NVIDIA Engineers On The Realities Of Linux Drivers
linuxquestions writes "LinuxQuestions.org recently interviewed members of the NVIDIA Linux team. The interview covers the internal use of Linux at NVIDIA, the current demand NVIDIA is seeing for Linux drivers, the biggest perceived obstacle in Linux becoming a mainstream gaming platform and the decision to maintain both an Open Source and closed source Linux driver."
oh yeah, first post and since more games come penguin supported,the future looks bright
Much of the interview is the standard optimistic corporate smiley-face stuff you would expect. What I found interesting is the reference to a unified driver infrastructure. Apparently the bulk of their driver code is identical across platforms, so mostly what they need to maintain for Linux is a compatibility layer.
This is what they cite in not open sourcing the driver--too much of the unified code is licensed by them from third parties. (Now why don't they ask their sources about a dual GPL/proprietary license?)

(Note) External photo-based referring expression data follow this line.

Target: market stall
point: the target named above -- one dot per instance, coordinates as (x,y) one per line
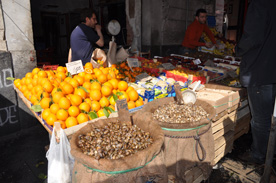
(89,97)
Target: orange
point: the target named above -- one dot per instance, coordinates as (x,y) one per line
(76,100)
(102,78)
(29,75)
(45,103)
(64,103)
(87,85)
(100,113)
(112,101)
(133,95)
(129,89)
(67,79)
(51,119)
(30,86)
(114,83)
(62,114)
(42,94)
(54,108)
(88,77)
(48,87)
(131,104)
(67,88)
(95,95)
(34,81)
(74,82)
(122,86)
(80,92)
(81,74)
(85,107)
(45,113)
(95,106)
(28,81)
(35,71)
(98,72)
(73,111)
(124,96)
(61,69)
(108,84)
(104,102)
(79,79)
(71,121)
(105,71)
(38,88)
(88,65)
(62,124)
(88,100)
(57,96)
(27,94)
(42,74)
(95,86)
(106,90)
(82,118)
(139,103)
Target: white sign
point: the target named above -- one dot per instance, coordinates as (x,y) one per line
(197,61)
(75,67)
(133,62)
(141,76)
(168,66)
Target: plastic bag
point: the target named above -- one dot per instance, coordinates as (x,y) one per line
(60,160)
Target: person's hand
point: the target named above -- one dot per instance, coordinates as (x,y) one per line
(98,27)
(208,45)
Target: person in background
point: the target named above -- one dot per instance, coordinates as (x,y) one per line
(194,32)
(85,37)
(258,73)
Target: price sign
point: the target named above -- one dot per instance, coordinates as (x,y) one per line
(197,61)
(133,62)
(75,67)
(168,66)
(123,112)
(141,76)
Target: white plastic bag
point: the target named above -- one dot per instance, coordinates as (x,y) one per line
(60,160)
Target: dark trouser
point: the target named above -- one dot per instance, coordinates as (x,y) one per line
(185,50)
(261,102)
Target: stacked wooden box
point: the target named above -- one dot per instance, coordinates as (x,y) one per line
(232,119)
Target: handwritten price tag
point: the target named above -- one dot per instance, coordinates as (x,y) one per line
(168,66)
(141,76)
(75,67)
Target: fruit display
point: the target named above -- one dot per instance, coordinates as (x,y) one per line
(124,71)
(174,113)
(114,141)
(72,100)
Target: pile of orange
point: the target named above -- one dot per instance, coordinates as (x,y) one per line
(71,100)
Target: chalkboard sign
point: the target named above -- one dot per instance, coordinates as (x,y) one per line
(9,111)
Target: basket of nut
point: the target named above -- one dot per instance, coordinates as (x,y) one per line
(188,135)
(112,151)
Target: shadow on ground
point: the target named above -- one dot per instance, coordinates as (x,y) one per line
(23,158)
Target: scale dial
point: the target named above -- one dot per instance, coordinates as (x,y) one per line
(113,27)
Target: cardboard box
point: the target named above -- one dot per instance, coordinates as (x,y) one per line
(218,100)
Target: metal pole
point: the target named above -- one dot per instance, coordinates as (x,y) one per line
(270,149)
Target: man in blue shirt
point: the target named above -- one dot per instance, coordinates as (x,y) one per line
(85,37)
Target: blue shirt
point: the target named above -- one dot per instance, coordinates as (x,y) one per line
(82,40)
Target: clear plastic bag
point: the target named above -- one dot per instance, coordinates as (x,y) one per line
(60,160)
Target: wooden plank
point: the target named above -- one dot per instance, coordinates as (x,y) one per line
(223,131)
(222,154)
(224,139)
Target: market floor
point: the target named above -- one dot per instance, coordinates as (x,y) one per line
(23,160)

The followup question that this raises is: Given that the base driver code is the same across platforms, are there any particular aspects of X or Linux that reduce performance?
new record?
Who modded this up? Look at the user who posted it, then think about how unlikely LQ is to get slashdotted. Don't feed the trolls karma.
To me the obvious follow up question is: Okay, so you can't free the driver software. So be it. Can you at least open up the hardware specs, so that open-source people like the DRI boys can have a shot to compete with you?
They'll ignore that too, but the first one to go truly open (XGI did that, but only with their 2D stuff, ATI did too but only with limited amounts of their older stuff) will see people doing useful tricks and performance enhancements with their cards that they didn't think was possible. Once that becomes common knowledge, the people with the wallets will follow too. By that time, the damage will be done and the other manufacturers will be chasing tail-lights.
Got time? Spend some of it coding or testing
I would be suprised if the different manufacturers cards are so similar that they could copy parts of the design and splice it into their cards.
Even though they generally do the same thing they must do it in ways that aren't 100% compatible, otherwise each card wouldn't have different drivers.
The cards being designed today will be more advanced than those out now, so I don't see how opening the details would give the competitors much useful information, they would still have a lot of development to catch up - even if they completely copied one of today's cards.
Hopefully the opensource graphics card mentioned on Kerneltrap will see the light of day and prove that the arguments given are just excuses.